Bennett had risen from his place on the sofa, and he stood looking out the window at the warm, hazy afternoon.
“So long, sir. See you when you come back from Washington.”
Tussard opened the door. Bennett did not turn. Tussard paused, repeated his adieu.
“Oh, and Tussard!” The giant back remained motionless and uncommunicative, and smoke from Bennett’s pipe tumbled above his head. Tussard waited.
“Yes, sir?”
“I’m much obliged to you, Tussard. Much. That’s all.”
Tussard departed.
3.
The dismissal of Mapes was quick, clean and surgical, like the removal of a diseased appendix. The only pity was, the operation failed.
The private detective blew in on a gust of self-assurance scented with whisky and sweetish peppermint. His reddish little eyes were wary. He seemed to be saying, “Here’s an earful for you! Smart! You’re sure to think I’m smart! But not one to show off! Oh, you get your money’s worth with Mapes!” And from beneath this assertiveness, he seemed to be watching like a small, vindictive and treacherous animal.
He sat down on Bennett’s sofa, and, bringing out some folded sheets of paper, shuffled them impressively. Bennett stood at the window, inscrutable, and folded and unfolded his long white fingers in the sash of his dressing gown.
“I’m going to have all this typed out for you so you can read it,” said Mapes in a hearty voice. “Get it to you tomorrow.
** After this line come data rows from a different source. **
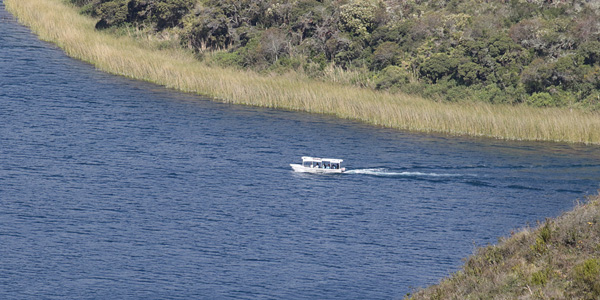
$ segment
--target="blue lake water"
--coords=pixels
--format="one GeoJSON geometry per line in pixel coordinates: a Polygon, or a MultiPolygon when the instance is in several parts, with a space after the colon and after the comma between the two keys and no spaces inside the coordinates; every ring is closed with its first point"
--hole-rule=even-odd
{"type": "Polygon", "coordinates": [[[1,299],[402,298],[599,188],[598,147],[215,103],[70,59],[1,1],[0,32],[1,299]]]}

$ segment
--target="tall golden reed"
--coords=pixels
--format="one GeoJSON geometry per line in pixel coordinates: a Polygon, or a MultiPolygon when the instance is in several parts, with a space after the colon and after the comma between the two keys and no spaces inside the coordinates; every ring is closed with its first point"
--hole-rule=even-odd
{"type": "Polygon", "coordinates": [[[559,108],[439,103],[404,94],[211,67],[182,49],[159,50],[128,36],[96,31],[65,0],[4,0],[42,40],[113,74],[150,81],[216,100],[323,113],[421,132],[600,144],[600,114],[559,108]]]}

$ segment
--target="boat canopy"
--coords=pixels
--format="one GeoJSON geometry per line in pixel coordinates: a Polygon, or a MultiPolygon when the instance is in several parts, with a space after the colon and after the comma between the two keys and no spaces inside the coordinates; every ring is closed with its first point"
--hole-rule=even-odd
{"type": "Polygon", "coordinates": [[[329,162],[332,164],[339,164],[343,161],[344,161],[343,159],[337,159],[337,158],[319,158],[319,157],[302,156],[302,163],[305,163],[305,162],[329,162]]]}

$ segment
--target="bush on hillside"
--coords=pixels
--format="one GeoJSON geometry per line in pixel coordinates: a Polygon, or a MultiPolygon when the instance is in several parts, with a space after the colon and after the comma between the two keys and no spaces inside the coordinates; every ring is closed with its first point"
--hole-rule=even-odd
{"type": "Polygon", "coordinates": [[[388,66],[375,79],[375,86],[379,90],[400,88],[409,83],[410,75],[398,66],[388,66]]]}
{"type": "Polygon", "coordinates": [[[590,258],[573,269],[573,281],[578,288],[586,291],[586,299],[600,297],[600,259],[590,258]]]}

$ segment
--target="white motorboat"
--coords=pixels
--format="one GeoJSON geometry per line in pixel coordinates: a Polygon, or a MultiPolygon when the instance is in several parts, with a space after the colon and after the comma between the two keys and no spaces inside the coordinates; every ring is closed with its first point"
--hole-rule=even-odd
{"type": "Polygon", "coordinates": [[[344,160],[337,158],[318,158],[302,156],[302,164],[290,164],[295,172],[304,173],[344,173],[346,168],[342,168],[344,160]]]}

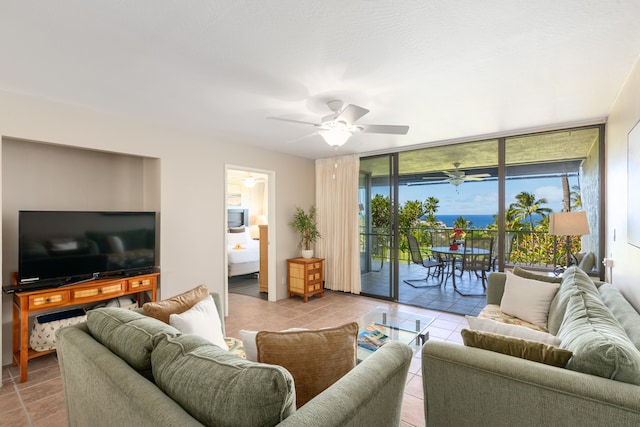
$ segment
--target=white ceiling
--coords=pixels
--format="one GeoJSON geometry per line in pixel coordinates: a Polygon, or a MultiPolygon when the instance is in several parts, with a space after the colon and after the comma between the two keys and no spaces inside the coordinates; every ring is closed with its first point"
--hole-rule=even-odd
{"type": "Polygon", "coordinates": [[[639,22],[637,0],[0,0],[0,90],[323,158],[266,117],[337,98],[410,126],[338,154],[601,121],[639,22]]]}

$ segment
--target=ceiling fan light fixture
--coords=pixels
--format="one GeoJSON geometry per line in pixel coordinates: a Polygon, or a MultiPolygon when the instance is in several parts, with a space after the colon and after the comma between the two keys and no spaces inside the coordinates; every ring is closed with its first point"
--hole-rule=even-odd
{"type": "Polygon", "coordinates": [[[340,127],[320,131],[320,136],[332,147],[341,147],[351,137],[351,132],[340,127]]]}
{"type": "Polygon", "coordinates": [[[253,186],[256,185],[256,179],[251,175],[249,175],[248,177],[242,180],[242,183],[247,188],[253,188],[253,186]]]}
{"type": "Polygon", "coordinates": [[[464,178],[462,177],[454,177],[449,180],[449,182],[456,187],[464,182],[464,178]]]}

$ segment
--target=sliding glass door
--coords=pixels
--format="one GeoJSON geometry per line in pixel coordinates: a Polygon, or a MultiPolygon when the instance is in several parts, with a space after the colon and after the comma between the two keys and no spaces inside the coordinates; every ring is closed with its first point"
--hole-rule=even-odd
{"type": "Polygon", "coordinates": [[[360,160],[360,272],[362,293],[397,299],[397,155],[360,160]]]}

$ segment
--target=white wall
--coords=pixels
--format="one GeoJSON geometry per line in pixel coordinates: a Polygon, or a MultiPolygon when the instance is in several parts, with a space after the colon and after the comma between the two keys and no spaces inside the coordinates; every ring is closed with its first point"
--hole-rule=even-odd
{"type": "MultiPolygon", "coordinates": [[[[639,120],[640,62],[637,62],[607,121],[605,220],[605,254],[615,262],[612,277],[607,276],[607,280],[618,286],[637,310],[640,310],[640,248],[627,243],[627,136],[639,120]]],[[[633,184],[630,194],[640,197],[639,183],[633,184]]]]}
{"type": "MultiPolygon", "coordinates": [[[[145,173],[144,184],[159,185],[160,200],[145,200],[144,208],[159,202],[161,298],[199,283],[224,292],[224,165],[275,171],[276,217],[269,223],[278,248],[277,298],[286,296],[286,259],[297,255],[288,222],[296,205],[315,201],[313,161],[7,92],[0,92],[0,130],[6,138],[160,160],[156,170],[145,173]]],[[[2,313],[2,319],[10,322],[11,313],[2,313]]],[[[10,336],[3,337],[3,364],[10,362],[5,356],[10,342],[10,336]]]]}

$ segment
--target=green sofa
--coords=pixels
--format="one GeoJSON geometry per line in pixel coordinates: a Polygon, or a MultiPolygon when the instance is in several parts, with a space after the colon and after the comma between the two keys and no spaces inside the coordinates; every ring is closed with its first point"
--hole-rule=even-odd
{"type": "Polygon", "coordinates": [[[90,312],[60,329],[57,343],[67,417],[78,427],[399,425],[412,358],[408,346],[390,342],[296,409],[286,369],[140,311],[90,312]]]}
{"type": "MultiPolygon", "coordinates": [[[[487,304],[500,304],[505,280],[505,273],[489,276],[487,304]]],[[[422,348],[427,425],[640,425],[640,314],[620,292],[570,268],[551,303],[549,332],[572,351],[564,368],[427,342],[422,348]]]]}

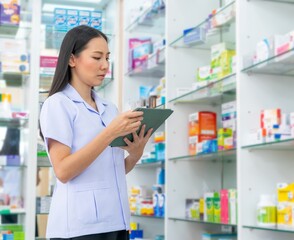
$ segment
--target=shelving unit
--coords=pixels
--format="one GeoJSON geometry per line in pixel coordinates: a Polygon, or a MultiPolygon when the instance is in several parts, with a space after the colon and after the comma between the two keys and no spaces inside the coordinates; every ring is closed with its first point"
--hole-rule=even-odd
{"type": "MultiPolygon", "coordinates": [[[[134,109],[141,106],[140,86],[157,86],[160,79],[165,76],[166,71],[166,47],[162,47],[157,51],[149,54],[145,61],[136,68],[131,68],[129,59],[129,39],[151,38],[152,43],[165,38],[165,9],[155,10],[152,6],[145,6],[146,1],[131,0],[124,3],[124,79],[122,102],[123,110],[134,109]],[[135,12],[134,9],[144,9],[140,12],[135,12]],[[132,17],[131,13],[132,12],[132,17]],[[132,94],[130,94],[130,92],[132,94]],[[139,103],[140,102],[140,103],[139,103]]],[[[145,58],[144,58],[145,59],[145,58]]],[[[165,108],[165,104],[157,105],[156,108],[165,108]]],[[[162,126],[158,131],[164,131],[162,126]]],[[[153,136],[152,136],[153,139],[153,136]]],[[[151,151],[151,141],[148,143],[145,151],[151,151]]],[[[165,168],[165,161],[140,163],[128,173],[127,182],[128,188],[132,186],[146,186],[151,192],[151,188],[156,184],[156,169],[165,168]]],[[[138,222],[140,229],[144,231],[143,237],[154,239],[156,235],[164,234],[164,217],[132,215],[131,222],[138,222]]]]}
{"type": "Polygon", "coordinates": [[[197,224],[203,224],[203,225],[217,225],[217,226],[232,226],[232,227],[237,227],[236,224],[224,224],[224,223],[215,223],[215,222],[205,222],[205,221],[195,220],[195,219],[189,219],[189,218],[173,218],[173,217],[170,217],[169,220],[183,221],[183,222],[190,222],[190,223],[197,223],[197,224]]]}
{"type": "Polygon", "coordinates": [[[185,155],[169,158],[170,161],[236,161],[236,149],[219,151],[216,153],[185,155]]]}
{"type": "Polygon", "coordinates": [[[0,118],[1,205],[7,204],[3,203],[4,194],[10,196],[8,206],[1,206],[0,224],[1,227],[11,228],[12,231],[23,231],[25,239],[34,239],[35,236],[36,156],[34,152],[37,135],[38,81],[36,81],[37,69],[34,66],[38,66],[39,7],[39,1],[22,1],[19,25],[1,23],[0,26],[1,44],[5,44],[0,50],[2,56],[0,77],[3,80],[0,93],[11,93],[13,113],[27,113],[23,118],[20,114],[12,115],[11,118],[0,118]],[[27,15],[31,17],[27,18],[27,15]],[[5,54],[10,57],[5,57],[5,54]],[[22,56],[23,65],[19,64],[17,68],[13,62],[17,54],[19,57],[20,54],[30,56],[30,61],[26,61],[22,56]],[[6,86],[3,86],[4,83],[6,86]],[[3,161],[5,158],[14,160],[5,164],[3,161]]]}
{"type": "Polygon", "coordinates": [[[132,217],[142,217],[142,218],[152,218],[152,219],[164,219],[164,217],[156,217],[156,216],[149,216],[149,215],[139,215],[139,214],[132,214],[132,217]]]}
{"type": "Polygon", "coordinates": [[[277,196],[278,183],[293,182],[293,138],[275,142],[254,142],[250,133],[260,127],[261,110],[280,108],[293,112],[293,50],[256,64],[253,59],[258,42],[293,30],[294,2],[239,1],[238,8],[238,189],[239,236],[241,240],[293,239],[293,229],[260,227],[256,209],[260,196],[277,196]],[[271,12],[271,14],[270,14],[271,12]],[[262,16],[262,17],[261,17],[262,16]],[[255,24],[253,28],[252,24],[255,24]],[[250,95],[249,95],[250,93],[250,95]]]}
{"type": "Polygon", "coordinates": [[[277,76],[294,76],[294,49],[288,50],[278,56],[258,62],[244,68],[242,71],[248,74],[269,74],[277,76]]]}
{"type": "Polygon", "coordinates": [[[177,103],[207,103],[219,105],[236,99],[236,75],[232,74],[204,87],[192,90],[181,96],[170,99],[168,102],[177,103]]]}
{"type": "MultiPolygon", "coordinates": [[[[201,239],[202,233],[207,231],[219,232],[226,224],[186,218],[185,201],[199,199],[205,192],[237,188],[238,149],[193,156],[188,154],[188,115],[198,111],[216,112],[219,128],[221,105],[236,100],[238,94],[238,76],[235,73],[198,89],[192,87],[196,82],[197,68],[210,64],[211,46],[221,42],[236,46],[236,17],[209,31],[203,41],[185,42],[189,33],[184,34],[184,29],[206,29],[215,17],[227,11],[235,12],[235,1],[227,2],[222,7],[220,4],[221,1],[179,4],[174,0],[169,1],[167,6],[166,108],[174,110],[166,124],[168,199],[165,236],[168,240],[201,239]],[[209,17],[213,9],[219,10],[209,17]],[[191,90],[178,96],[177,89],[181,88],[191,90]]],[[[228,226],[233,226],[233,231],[237,229],[237,224],[228,226]]]]}
{"type": "MultiPolygon", "coordinates": [[[[235,1],[231,1],[229,4],[220,8],[219,11],[210,17],[203,18],[200,20],[200,23],[196,24],[196,26],[192,26],[192,29],[197,28],[205,28],[211,20],[216,18],[218,15],[223,14],[224,12],[231,10],[232,6],[235,4],[235,1]]],[[[193,23],[188,23],[193,24],[193,23]]],[[[224,42],[232,42],[235,43],[235,19],[231,19],[230,21],[223,24],[221,27],[214,29],[210,34],[207,35],[207,38],[204,42],[199,41],[198,43],[194,43],[192,45],[186,44],[184,42],[185,35],[182,34],[180,37],[176,37],[174,40],[171,39],[171,43],[169,44],[173,48],[192,48],[192,49],[206,49],[210,50],[211,46],[217,44],[221,41],[224,42]]]]}

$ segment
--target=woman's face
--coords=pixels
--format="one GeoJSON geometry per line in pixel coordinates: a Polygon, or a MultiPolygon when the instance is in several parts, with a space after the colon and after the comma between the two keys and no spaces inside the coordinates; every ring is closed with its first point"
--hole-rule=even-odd
{"type": "Polygon", "coordinates": [[[90,87],[101,85],[109,68],[109,54],[104,38],[91,39],[78,56],[71,56],[72,81],[81,81],[90,87]]]}

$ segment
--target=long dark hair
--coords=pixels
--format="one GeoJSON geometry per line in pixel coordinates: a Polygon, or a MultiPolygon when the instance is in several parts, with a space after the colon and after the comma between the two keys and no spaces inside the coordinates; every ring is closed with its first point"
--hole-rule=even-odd
{"type": "Polygon", "coordinates": [[[60,47],[49,96],[62,91],[70,82],[71,71],[68,64],[71,54],[78,56],[85,49],[87,43],[96,37],[102,37],[108,42],[108,38],[104,33],[87,25],[77,26],[66,33],[60,47]]]}

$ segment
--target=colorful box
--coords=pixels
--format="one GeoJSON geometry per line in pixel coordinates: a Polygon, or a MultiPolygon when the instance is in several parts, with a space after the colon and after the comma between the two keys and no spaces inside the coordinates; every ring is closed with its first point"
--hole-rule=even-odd
{"type": "Polygon", "coordinates": [[[279,202],[277,207],[278,227],[293,227],[293,203],[279,202]]]}
{"type": "Polygon", "coordinates": [[[237,190],[229,189],[229,223],[237,224],[237,190]]]}
{"type": "Polygon", "coordinates": [[[229,192],[227,189],[220,191],[221,201],[221,223],[229,223],[229,192]]]}
{"type": "Polygon", "coordinates": [[[98,30],[102,30],[102,12],[93,11],[90,14],[90,26],[98,30]]]}
{"type": "Polygon", "coordinates": [[[20,2],[17,0],[2,0],[0,4],[0,25],[19,25],[20,2]]]}
{"type": "Polygon", "coordinates": [[[189,136],[208,135],[216,138],[216,128],[216,113],[214,112],[203,111],[189,115],[189,136]]]}
{"type": "Polygon", "coordinates": [[[67,9],[66,10],[66,26],[67,29],[70,30],[78,26],[79,23],[79,11],[75,9],[67,9]]]}
{"type": "Polygon", "coordinates": [[[233,130],[230,128],[220,128],[217,134],[218,150],[225,150],[228,147],[226,138],[233,137],[233,130]]]}
{"type": "Polygon", "coordinates": [[[294,203],[294,183],[278,183],[278,202],[293,202],[294,203]]]}
{"type": "Polygon", "coordinates": [[[67,12],[64,8],[54,9],[54,26],[56,30],[67,30],[67,12]]]}
{"type": "Polygon", "coordinates": [[[89,25],[90,24],[90,11],[80,10],[79,11],[79,25],[89,25]]]}

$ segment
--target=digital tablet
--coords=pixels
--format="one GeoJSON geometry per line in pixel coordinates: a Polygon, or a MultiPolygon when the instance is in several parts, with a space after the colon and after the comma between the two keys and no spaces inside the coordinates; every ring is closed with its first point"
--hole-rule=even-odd
{"type": "MultiPolygon", "coordinates": [[[[141,122],[141,126],[137,130],[137,134],[140,133],[141,127],[145,124],[145,133],[150,128],[153,128],[152,134],[160,127],[161,124],[173,113],[171,109],[157,109],[157,108],[136,108],[134,111],[142,111],[143,112],[143,120],[141,122]]],[[[114,139],[111,143],[111,147],[122,147],[127,146],[124,141],[124,138],[127,137],[131,142],[133,141],[133,134],[128,134],[127,136],[118,137],[114,139]]]]}

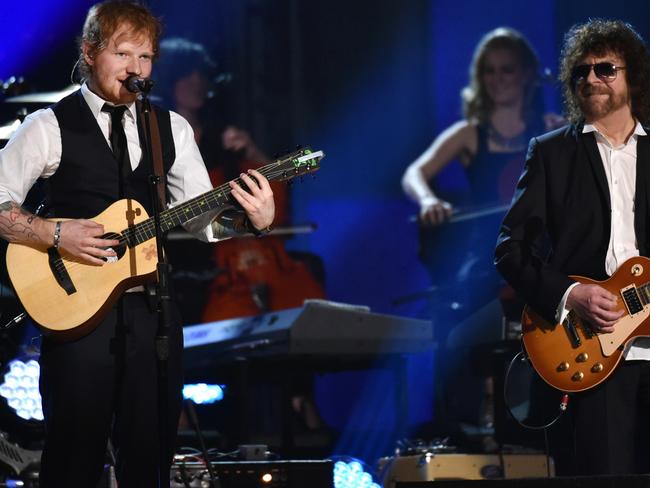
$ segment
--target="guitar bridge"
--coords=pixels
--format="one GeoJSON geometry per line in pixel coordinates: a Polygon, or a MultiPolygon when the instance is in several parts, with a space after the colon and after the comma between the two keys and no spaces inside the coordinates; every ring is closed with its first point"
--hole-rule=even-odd
{"type": "Polygon", "coordinates": [[[631,284],[622,288],[621,295],[623,296],[623,302],[625,303],[625,307],[630,315],[637,314],[643,310],[643,303],[636,289],[636,285],[631,284]]]}

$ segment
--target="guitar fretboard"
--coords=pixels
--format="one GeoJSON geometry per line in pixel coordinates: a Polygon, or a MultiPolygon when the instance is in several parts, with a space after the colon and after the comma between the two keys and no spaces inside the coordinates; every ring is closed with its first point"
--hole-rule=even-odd
{"type": "MultiPolygon", "coordinates": [[[[269,163],[258,171],[269,181],[290,180],[296,176],[316,171],[318,162],[324,157],[322,151],[311,152],[304,149],[284,158],[269,163]]],[[[241,178],[233,180],[242,188],[246,184],[241,178]]],[[[195,217],[216,210],[228,204],[233,204],[232,189],[229,183],[224,183],[212,190],[194,197],[180,205],[169,208],[160,213],[160,227],[167,232],[174,227],[182,225],[195,217]]],[[[129,247],[137,246],[156,236],[155,219],[153,217],[140,222],[122,231],[119,240],[129,247]]]]}

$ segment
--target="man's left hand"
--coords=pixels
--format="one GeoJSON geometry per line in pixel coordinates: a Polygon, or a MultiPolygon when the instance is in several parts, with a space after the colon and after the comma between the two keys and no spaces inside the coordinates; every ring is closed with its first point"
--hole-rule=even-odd
{"type": "Polygon", "coordinates": [[[248,174],[242,173],[240,178],[248,187],[248,191],[231,181],[233,197],[242,206],[253,227],[257,230],[266,229],[273,223],[275,216],[273,190],[269,181],[254,169],[249,169],[248,174]]]}

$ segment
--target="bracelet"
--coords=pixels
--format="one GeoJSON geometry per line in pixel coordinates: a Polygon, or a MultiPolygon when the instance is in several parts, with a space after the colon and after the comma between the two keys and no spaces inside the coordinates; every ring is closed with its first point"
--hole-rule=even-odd
{"type": "Polygon", "coordinates": [[[54,249],[59,248],[59,243],[61,242],[61,221],[57,221],[54,225],[54,249]]]}
{"type": "Polygon", "coordinates": [[[264,234],[268,234],[272,230],[272,227],[270,225],[261,230],[256,229],[248,217],[246,218],[246,228],[255,237],[262,237],[264,234]]]}

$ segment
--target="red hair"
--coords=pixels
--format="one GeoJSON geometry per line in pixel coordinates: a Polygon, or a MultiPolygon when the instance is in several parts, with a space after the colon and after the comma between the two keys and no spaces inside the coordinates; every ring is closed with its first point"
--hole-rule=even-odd
{"type": "Polygon", "coordinates": [[[119,0],[109,0],[90,7],[84,22],[79,42],[79,70],[87,77],[92,68],[83,56],[83,46],[88,46],[88,52],[94,56],[106,48],[108,40],[122,27],[127,27],[133,37],[145,37],[151,41],[154,56],[158,55],[158,43],[162,33],[162,25],[143,5],[119,0]]]}

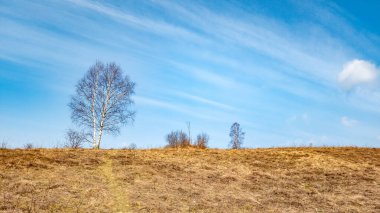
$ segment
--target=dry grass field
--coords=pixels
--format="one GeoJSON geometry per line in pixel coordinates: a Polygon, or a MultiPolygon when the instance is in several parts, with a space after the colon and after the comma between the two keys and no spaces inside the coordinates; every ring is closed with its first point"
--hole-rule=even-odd
{"type": "Polygon", "coordinates": [[[0,150],[0,212],[380,212],[380,149],[0,150]]]}

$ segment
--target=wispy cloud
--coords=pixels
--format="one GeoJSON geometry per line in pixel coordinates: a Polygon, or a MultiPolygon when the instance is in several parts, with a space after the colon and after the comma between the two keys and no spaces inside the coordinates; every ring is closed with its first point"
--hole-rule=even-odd
{"type": "Polygon", "coordinates": [[[310,39],[306,40],[302,35],[299,36],[289,30],[286,24],[266,21],[265,17],[257,14],[252,16],[239,11],[250,18],[250,22],[246,22],[214,13],[197,5],[185,8],[177,3],[157,3],[175,11],[183,19],[191,21],[194,27],[219,41],[228,41],[255,50],[259,54],[265,54],[301,72],[307,72],[329,82],[333,82],[334,73],[339,71],[340,64],[347,59],[346,53],[352,52],[326,32],[315,31],[313,32],[315,34],[309,34],[310,39]],[[201,15],[195,16],[194,11],[201,15]],[[213,27],[210,28],[210,25],[213,27]],[[322,41],[328,42],[321,43],[322,41]],[[336,48],[337,46],[340,48],[336,48]],[[318,51],[314,51],[315,49],[318,51]]]}
{"type": "Polygon", "coordinates": [[[178,105],[171,104],[171,103],[164,102],[164,101],[160,101],[157,99],[147,98],[147,97],[142,97],[142,96],[136,96],[134,99],[136,101],[136,104],[156,106],[156,107],[160,107],[160,108],[165,108],[165,109],[169,109],[169,110],[175,110],[175,111],[187,113],[186,110],[183,110],[183,108],[178,106],[178,105]]]}
{"type": "Polygon", "coordinates": [[[217,116],[213,116],[213,113],[209,113],[210,111],[207,110],[194,110],[189,106],[186,106],[184,104],[179,104],[179,103],[173,103],[171,101],[163,101],[163,100],[158,100],[154,98],[148,98],[148,97],[143,97],[143,96],[136,96],[135,98],[136,104],[139,106],[153,106],[153,107],[158,107],[162,108],[168,111],[175,111],[175,112],[180,112],[186,115],[190,115],[192,117],[197,117],[201,118],[204,120],[208,121],[220,121],[221,118],[217,116]],[[208,112],[208,113],[206,113],[208,112]]]}
{"type": "Polygon", "coordinates": [[[191,100],[203,103],[203,104],[207,104],[207,105],[212,106],[212,107],[217,107],[217,108],[225,109],[225,110],[233,110],[233,111],[237,111],[238,110],[237,108],[232,107],[230,105],[223,104],[223,103],[220,103],[220,102],[217,102],[217,101],[214,101],[214,100],[211,100],[211,99],[203,98],[203,97],[200,97],[200,96],[195,96],[195,95],[191,95],[191,94],[184,93],[184,92],[174,92],[174,94],[176,94],[176,95],[178,95],[180,97],[185,97],[185,98],[188,98],[188,99],[191,99],[191,100]]]}
{"type": "Polygon", "coordinates": [[[71,0],[73,4],[107,15],[123,24],[138,27],[141,30],[154,32],[160,35],[170,35],[178,39],[188,41],[205,42],[206,40],[185,28],[171,25],[162,21],[136,16],[126,11],[121,11],[110,5],[105,5],[87,0],[71,0]]]}
{"type": "Polygon", "coordinates": [[[212,72],[203,68],[195,67],[194,65],[185,64],[177,61],[167,61],[173,66],[186,71],[190,76],[197,80],[201,80],[210,85],[218,86],[220,88],[239,88],[243,84],[236,82],[232,78],[229,78],[228,75],[222,75],[218,72],[212,72]]]}

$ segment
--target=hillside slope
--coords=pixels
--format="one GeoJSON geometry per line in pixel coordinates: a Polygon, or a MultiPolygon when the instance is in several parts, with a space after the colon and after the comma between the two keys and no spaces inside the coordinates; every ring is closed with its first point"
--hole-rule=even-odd
{"type": "Polygon", "coordinates": [[[0,150],[0,212],[380,212],[380,149],[0,150]]]}

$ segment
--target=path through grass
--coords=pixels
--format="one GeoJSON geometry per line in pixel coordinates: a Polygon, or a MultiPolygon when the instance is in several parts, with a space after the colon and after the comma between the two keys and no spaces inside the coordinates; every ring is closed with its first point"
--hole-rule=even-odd
{"type": "Polygon", "coordinates": [[[112,156],[112,153],[107,153],[103,160],[104,164],[100,167],[105,178],[107,179],[109,190],[111,194],[113,195],[114,199],[114,205],[113,205],[113,211],[114,212],[128,212],[128,200],[127,195],[125,194],[124,188],[122,187],[122,184],[119,183],[117,178],[115,177],[115,174],[113,172],[112,167],[112,159],[110,158],[112,156]]]}

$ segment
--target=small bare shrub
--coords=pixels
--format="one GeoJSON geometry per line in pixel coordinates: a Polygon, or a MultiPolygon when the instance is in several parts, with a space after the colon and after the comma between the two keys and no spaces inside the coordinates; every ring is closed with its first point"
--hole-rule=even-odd
{"type": "Polygon", "coordinates": [[[1,142],[0,149],[8,149],[8,144],[5,141],[5,139],[3,139],[3,141],[1,142]]]}
{"type": "Polygon", "coordinates": [[[199,148],[206,149],[209,141],[209,136],[206,133],[201,133],[197,136],[196,141],[191,143],[189,136],[183,131],[172,131],[166,136],[168,144],[167,148],[199,148]]]}
{"type": "Polygon", "coordinates": [[[197,148],[206,149],[210,137],[206,133],[201,133],[197,136],[197,141],[194,144],[197,148]]]}
{"type": "Polygon", "coordinates": [[[174,132],[172,131],[171,133],[169,133],[167,136],[166,136],[166,141],[168,142],[168,145],[166,145],[166,147],[170,147],[170,148],[176,148],[178,147],[178,131],[177,132],[174,132]]]}
{"type": "Polygon", "coordinates": [[[135,149],[137,149],[137,145],[135,143],[131,143],[128,145],[127,149],[128,150],[135,150],[135,149]]]}
{"type": "Polygon", "coordinates": [[[183,131],[172,131],[166,136],[168,148],[184,148],[191,146],[190,139],[183,131]]]}
{"type": "Polygon", "coordinates": [[[0,149],[7,149],[7,143],[6,142],[2,142],[0,144],[0,149]]]}
{"type": "Polygon", "coordinates": [[[72,129],[66,132],[66,148],[79,149],[83,147],[83,144],[87,141],[87,134],[84,132],[78,132],[72,129]]]}
{"type": "Polygon", "coordinates": [[[33,146],[32,143],[26,143],[26,144],[24,145],[24,149],[33,149],[33,148],[34,148],[34,146],[33,146]]]}

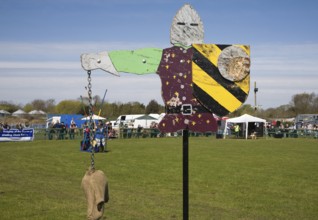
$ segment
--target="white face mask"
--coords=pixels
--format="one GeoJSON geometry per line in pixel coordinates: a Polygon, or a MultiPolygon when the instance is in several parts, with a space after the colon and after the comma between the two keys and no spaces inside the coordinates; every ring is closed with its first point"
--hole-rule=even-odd
{"type": "Polygon", "coordinates": [[[198,13],[188,4],[185,4],[173,18],[170,29],[171,44],[191,44],[203,43],[204,30],[203,23],[198,13]]]}

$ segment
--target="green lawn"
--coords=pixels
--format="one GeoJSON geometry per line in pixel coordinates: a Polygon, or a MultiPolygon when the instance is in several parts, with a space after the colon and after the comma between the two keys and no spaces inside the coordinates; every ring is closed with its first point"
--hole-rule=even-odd
{"type": "MultiPolygon", "coordinates": [[[[189,216],[317,219],[317,139],[190,137],[189,216]]],[[[182,138],[109,141],[95,154],[110,184],[105,218],[182,219],[182,138]]],[[[0,143],[0,218],[86,218],[79,141],[0,143]]]]}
I’m just giving it to you verbal now. A verbal report. So you don’t have to wait. How’s that? All right?” Bennett nodded.
“Well, I went to the morgue first and got after the dead man’s clothes, and the suit and shirt were made by a tailor. Plenderby. Now at first this Plenderby didn’t want to tell me anything, but after a while he admitted he did make clothes for a cripple. I said, ‘How about it, do you want to get mixed up in a murder?’ and I argued that way, see? till he came across with the name and address. L. C. Stimsbury, Stone Well Road, Pelham. Now this took me all morning, and I knew you wanted me to go up and see about Lutz the watchman, so I didn’t go out to Pelham. Saved that for tomorrow.”
“Very proper,” said Bennett. “You did say, didn’t you, that you visited this Plenderby yourself?”
“Yes, I went to see him myself. That’s right.”
“This morning?”
“That’s right, this morning.”
“At what time?”
Mapes looked baffled, then admitted he thought it might have been a little after ten.
“Alone?”
“Sure, I work alone.”
“Plenderby would remember you, no doubt?”
“Now you see, Mr. Bennett,” explained Mapes in haste, pain and consternation, “if I told you I sent up a guy who assists me sometimes, my assistant I call him—only what the hell does it matter who went to see Plenderby? I told you what he said. I don’t see what you’re driving at. Anyhow, Plenderby wouldn’t remember me, because, you see, I had—”
Bennett murmured, “You lie abominably. You may remember, if you cudgel your wits, that I told you to be discreet. I particularly wished neither the police, nor the newspapers, to know what you were doing.”
“I don’t see what you’re driving at, Mr. Bennett, because—”
“How much?”
“But this is a hell of a way to treat—”
“One hundred dollars. Here. Go away.”
Mapes picked up the hundred-dollar note that Bennett had placed on the tea table. He reddened, then, and threw it contemptuously into the cold toast. He picked it up again and put it angrily in his pocket. He complained and explained, grumbled and implored, and mistakenly allowed an increasing note of threat to creep into his voice.
“If this ain’t a hell of a way to do business,” he cried to the crystal chandelier.
“Yes. Go away.”
“All right. It’s all right with me. Only you can’t get away with this, ask anybody if you can. You—”
“I’m not really too old,” said Bennett gently, “to pitch you with infinite pleasure down the nearest stair.”
“All right. Goodbye, Mr. Bennett. When you get in a jam and you wish you had protection, just you remember this. I ain’t kidding, either. Well, I wish you luck, Mr. Bennett.”
The back of the Mapes neck burned with vengeful determination. He slammed the door loudly after himself. Bennett sighed.